Why is Bremerton ferry ridership swelling?

manette and ferry

For the past few years, I’ve been keeping a close eye on the ridership numbers for the Bremerton-Seattle ferry run. And the latest numbers out of the state ferry system, I must say, are intriguing.

UPDATE, 1.14.16: What we know: ridership grew about 14 percent between 2013 and 2015, with close to 2.7 million riding in the latest year, according to state ferries’ statistics.

To quantify that, it means 366,425 more people rode the Bremerton route in 2015 than did in 2013.

Bremerton’s outpacing the overall growth of the system, whose ridership rose 5 percent in the same period.

So what gives? A statistical anomaly or something permanent? I asked Raymond Deardorf, planning director for the Washington State Ferries, for his thoughts. He mentioned the economy plays a role in the whole system, and it doesn’t hurt to have the Seahawks in Seattle.

“Looks like the route ridership has returned to its pre-recession levels,” Deardorf said. “And maybe even exceeding those levels.”

Why is that, you ask? Here are my theories:


It’s the economy, stupid: we know that the Great Recession is over. So more people could be riding as the Puget Sound Naval Shipyard’s employment near 13,000. Ridership earlier this decade has reached 2.5 million before. And, unless you’ve been living under a rock, you know Seattle’s economy really couldn’t get much hotter. But the economic changes should affect all ferry runs and the system as a whole isn’t growing as fast as Bremerton’s.

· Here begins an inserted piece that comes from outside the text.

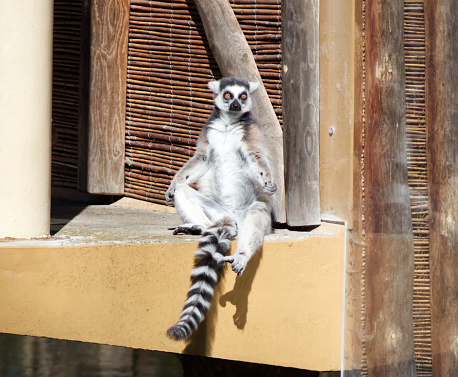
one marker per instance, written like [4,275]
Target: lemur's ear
[214,86]
[253,86]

Nimitz Arrival: In January 2015, a second aircraft carrier arrived in Bremerton, bringing about 3,000 sailors and their families to the Kitsap peninsula. It will be here through at least 2018.

The Seahawk effect: Yep, we’ve got one heck of a football team in the Pacific Northwest, don’t we? They’ve been packing the ferries for each home game. That might result in some higher numbers but remember that the vessels only hold between 1,200 and 2,000 passengers. That would explain a little jump but also remember the Seahawks have been packing them in for more than a few years now.

On a related note, the Mariners’ potential of late has more people going to Safeco (notice I said “potential”) which could be helping the uptick.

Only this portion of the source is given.